So, with an impressive drum roll, Enter Hadoop, and its oddly named children, HBase, Hive, Pig, Mahout, Flume, and many more (There was an old woman who lived in a shoe...). Whether a company uses Hadoop for new data, such as click streams from web sites or social media data or floods of data from RFID tags, or whether it is simply being used to accommodate data that would otherwise be archived, is not the issue here. The issue is that Hadoop is a data lake that can take data from anywhere and everywhere without any need of preparation. It is a data lake that has tributaries and it can be used as a data reservoir. And as a consequnce, the traditional data warehouse idea is shattered.

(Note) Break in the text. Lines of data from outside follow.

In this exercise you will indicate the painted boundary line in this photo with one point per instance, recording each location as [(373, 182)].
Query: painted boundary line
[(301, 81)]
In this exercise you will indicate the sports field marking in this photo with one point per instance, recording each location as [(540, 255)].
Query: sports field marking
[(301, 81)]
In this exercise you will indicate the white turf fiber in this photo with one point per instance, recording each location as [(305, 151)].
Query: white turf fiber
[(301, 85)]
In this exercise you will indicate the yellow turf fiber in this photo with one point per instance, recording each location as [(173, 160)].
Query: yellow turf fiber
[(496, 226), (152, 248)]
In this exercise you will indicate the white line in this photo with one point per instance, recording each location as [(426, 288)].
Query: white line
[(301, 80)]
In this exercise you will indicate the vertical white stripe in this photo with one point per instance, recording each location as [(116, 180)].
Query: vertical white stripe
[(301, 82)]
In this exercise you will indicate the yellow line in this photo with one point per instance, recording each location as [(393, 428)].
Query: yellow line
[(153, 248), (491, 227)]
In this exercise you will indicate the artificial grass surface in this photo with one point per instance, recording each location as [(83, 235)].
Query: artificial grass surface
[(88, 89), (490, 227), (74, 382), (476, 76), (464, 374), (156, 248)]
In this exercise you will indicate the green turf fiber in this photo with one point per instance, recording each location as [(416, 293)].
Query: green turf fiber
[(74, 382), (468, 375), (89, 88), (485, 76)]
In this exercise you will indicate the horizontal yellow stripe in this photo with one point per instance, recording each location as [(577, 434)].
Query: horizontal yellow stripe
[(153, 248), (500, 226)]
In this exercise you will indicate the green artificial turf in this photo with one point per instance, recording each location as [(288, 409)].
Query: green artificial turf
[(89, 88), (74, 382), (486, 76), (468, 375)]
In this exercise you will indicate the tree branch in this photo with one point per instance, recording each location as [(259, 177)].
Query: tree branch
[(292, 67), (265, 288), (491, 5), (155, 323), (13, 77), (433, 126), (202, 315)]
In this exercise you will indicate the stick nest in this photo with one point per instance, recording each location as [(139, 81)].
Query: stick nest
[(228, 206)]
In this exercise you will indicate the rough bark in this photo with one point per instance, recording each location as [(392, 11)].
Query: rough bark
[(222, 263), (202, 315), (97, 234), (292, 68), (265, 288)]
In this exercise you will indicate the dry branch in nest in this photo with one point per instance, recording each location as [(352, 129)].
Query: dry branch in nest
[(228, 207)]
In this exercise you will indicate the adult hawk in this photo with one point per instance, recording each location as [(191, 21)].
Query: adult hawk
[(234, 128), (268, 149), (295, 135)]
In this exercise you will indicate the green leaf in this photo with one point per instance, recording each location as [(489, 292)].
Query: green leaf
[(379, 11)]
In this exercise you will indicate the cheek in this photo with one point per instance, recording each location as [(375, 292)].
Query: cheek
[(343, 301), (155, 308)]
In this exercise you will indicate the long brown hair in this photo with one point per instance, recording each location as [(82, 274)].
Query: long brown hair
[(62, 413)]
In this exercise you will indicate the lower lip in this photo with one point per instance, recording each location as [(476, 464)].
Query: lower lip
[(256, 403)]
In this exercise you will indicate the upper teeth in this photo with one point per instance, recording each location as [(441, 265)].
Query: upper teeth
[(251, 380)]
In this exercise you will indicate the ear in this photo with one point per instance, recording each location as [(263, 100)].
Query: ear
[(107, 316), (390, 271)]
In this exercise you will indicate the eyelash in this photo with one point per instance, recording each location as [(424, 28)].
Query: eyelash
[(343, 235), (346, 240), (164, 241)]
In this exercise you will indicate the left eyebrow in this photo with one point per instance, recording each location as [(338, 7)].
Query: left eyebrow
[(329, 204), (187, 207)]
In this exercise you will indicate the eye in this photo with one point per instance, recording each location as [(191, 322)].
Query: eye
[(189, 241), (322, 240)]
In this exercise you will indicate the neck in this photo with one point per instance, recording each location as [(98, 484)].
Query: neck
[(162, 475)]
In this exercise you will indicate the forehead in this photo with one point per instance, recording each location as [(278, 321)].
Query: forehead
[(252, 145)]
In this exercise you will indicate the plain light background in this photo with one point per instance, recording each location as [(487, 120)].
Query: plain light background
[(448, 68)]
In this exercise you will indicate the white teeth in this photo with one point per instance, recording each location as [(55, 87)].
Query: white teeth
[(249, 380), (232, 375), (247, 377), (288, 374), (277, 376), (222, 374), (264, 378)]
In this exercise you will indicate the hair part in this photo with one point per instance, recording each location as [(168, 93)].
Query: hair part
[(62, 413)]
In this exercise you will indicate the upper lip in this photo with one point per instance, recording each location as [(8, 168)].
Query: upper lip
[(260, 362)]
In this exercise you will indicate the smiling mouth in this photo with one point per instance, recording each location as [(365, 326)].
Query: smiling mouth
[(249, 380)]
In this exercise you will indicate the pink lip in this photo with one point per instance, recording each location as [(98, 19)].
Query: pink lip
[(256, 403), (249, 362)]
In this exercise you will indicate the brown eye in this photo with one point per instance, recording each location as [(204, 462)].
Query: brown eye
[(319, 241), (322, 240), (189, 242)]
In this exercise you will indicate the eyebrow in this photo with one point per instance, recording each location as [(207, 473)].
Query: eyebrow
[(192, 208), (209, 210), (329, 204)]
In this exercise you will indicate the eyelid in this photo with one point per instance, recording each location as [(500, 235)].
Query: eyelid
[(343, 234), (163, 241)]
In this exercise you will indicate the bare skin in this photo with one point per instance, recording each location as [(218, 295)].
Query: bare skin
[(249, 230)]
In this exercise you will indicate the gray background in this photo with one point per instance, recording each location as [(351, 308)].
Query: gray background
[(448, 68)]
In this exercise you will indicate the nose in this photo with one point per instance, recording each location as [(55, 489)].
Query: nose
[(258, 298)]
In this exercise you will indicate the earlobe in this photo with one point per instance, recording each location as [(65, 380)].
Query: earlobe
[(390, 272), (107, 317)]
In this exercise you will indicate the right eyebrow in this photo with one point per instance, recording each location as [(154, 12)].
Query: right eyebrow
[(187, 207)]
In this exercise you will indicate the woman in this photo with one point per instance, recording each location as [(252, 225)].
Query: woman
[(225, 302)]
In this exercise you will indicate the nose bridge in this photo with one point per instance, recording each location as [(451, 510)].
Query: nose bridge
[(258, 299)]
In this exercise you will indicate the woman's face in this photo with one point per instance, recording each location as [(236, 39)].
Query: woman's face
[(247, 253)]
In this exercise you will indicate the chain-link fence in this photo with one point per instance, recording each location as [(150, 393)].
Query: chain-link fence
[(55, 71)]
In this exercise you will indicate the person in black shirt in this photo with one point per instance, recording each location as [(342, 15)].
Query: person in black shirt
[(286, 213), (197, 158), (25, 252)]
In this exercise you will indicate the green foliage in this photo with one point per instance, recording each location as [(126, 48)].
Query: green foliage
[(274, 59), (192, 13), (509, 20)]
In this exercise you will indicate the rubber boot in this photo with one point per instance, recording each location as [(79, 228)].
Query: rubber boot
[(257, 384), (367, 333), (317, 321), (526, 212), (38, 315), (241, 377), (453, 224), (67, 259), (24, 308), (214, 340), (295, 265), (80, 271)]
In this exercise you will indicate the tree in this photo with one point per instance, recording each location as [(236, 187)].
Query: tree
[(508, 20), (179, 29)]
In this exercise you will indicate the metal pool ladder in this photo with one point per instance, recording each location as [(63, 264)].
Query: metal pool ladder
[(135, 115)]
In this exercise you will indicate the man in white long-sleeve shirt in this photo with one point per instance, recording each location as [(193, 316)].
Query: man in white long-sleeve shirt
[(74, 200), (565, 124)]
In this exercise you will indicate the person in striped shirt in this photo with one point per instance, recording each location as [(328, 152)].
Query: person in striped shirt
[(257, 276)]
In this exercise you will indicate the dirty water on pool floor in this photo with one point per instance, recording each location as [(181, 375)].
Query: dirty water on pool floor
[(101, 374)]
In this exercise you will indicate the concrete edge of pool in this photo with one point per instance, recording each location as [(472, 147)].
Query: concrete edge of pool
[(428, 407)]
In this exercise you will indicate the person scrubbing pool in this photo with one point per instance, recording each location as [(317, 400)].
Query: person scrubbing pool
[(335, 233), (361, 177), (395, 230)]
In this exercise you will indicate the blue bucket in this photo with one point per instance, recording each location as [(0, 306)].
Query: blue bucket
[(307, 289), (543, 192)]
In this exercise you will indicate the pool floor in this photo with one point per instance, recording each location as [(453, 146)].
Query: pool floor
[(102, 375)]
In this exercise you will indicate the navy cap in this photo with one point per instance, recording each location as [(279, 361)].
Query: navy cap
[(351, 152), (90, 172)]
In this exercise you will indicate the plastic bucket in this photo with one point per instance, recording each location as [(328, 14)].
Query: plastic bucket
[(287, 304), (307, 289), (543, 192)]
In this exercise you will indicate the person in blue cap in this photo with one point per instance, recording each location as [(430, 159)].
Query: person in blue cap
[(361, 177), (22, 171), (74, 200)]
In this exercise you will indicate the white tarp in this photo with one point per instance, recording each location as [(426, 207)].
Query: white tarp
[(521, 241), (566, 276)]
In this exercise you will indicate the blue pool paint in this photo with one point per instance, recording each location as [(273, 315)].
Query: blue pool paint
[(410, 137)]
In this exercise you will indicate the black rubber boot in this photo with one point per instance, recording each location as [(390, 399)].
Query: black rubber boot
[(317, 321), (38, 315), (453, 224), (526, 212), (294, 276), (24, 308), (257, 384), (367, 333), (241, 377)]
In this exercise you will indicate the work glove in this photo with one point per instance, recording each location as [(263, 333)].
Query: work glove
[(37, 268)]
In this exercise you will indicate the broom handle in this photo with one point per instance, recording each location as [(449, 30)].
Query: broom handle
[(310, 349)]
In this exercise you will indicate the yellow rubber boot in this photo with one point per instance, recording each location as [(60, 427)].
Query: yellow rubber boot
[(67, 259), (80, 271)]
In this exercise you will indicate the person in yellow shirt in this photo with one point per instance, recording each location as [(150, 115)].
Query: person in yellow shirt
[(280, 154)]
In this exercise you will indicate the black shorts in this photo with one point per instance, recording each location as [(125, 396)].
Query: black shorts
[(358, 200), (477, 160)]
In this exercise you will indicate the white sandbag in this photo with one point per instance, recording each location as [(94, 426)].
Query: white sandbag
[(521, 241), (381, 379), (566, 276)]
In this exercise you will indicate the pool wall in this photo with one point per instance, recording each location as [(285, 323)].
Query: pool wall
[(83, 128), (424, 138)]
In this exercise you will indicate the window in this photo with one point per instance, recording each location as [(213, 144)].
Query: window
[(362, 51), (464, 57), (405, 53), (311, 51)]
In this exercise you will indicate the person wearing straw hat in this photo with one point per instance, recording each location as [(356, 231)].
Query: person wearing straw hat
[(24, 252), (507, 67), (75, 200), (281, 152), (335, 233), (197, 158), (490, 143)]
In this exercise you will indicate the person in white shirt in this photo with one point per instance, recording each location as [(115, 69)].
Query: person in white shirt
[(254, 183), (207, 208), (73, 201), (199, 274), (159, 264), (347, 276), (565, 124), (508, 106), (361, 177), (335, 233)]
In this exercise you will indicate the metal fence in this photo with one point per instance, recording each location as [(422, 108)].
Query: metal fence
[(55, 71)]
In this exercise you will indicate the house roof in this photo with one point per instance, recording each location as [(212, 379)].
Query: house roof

This is what is new about Big Data. And it is reinforced by the fact that Hadoop, although limited in many ways when compared to a large traditional database engine, is capable of ingesting any kind of data. It is capable of impersonating a database and it is capable of impersonating a file system, and even mixing the two together. Its popularity among IT folk is a testament to that, even though, in many ways, the whole software stack is immature. Hadoop is has become a natural part of the IT ecosystem, and it is not going to suddenly disappear.
Consider the data flows
Imagine for one glorious moment that we have a single distributed data store that serves every single application we run. Imagine that different applications; office applications, transactional applications, BI applications, mobile applications—in short, all applications—use this one distributed data store to serve their every need. Within that imaginary data store there will be a great deal of activity, partly to keep all data consistent as it is updated and partly to create fast caches of data for specific applications—BI applications and analytic applications for example—so that the data is served at the right latency. It will also need to provide backup and recovery.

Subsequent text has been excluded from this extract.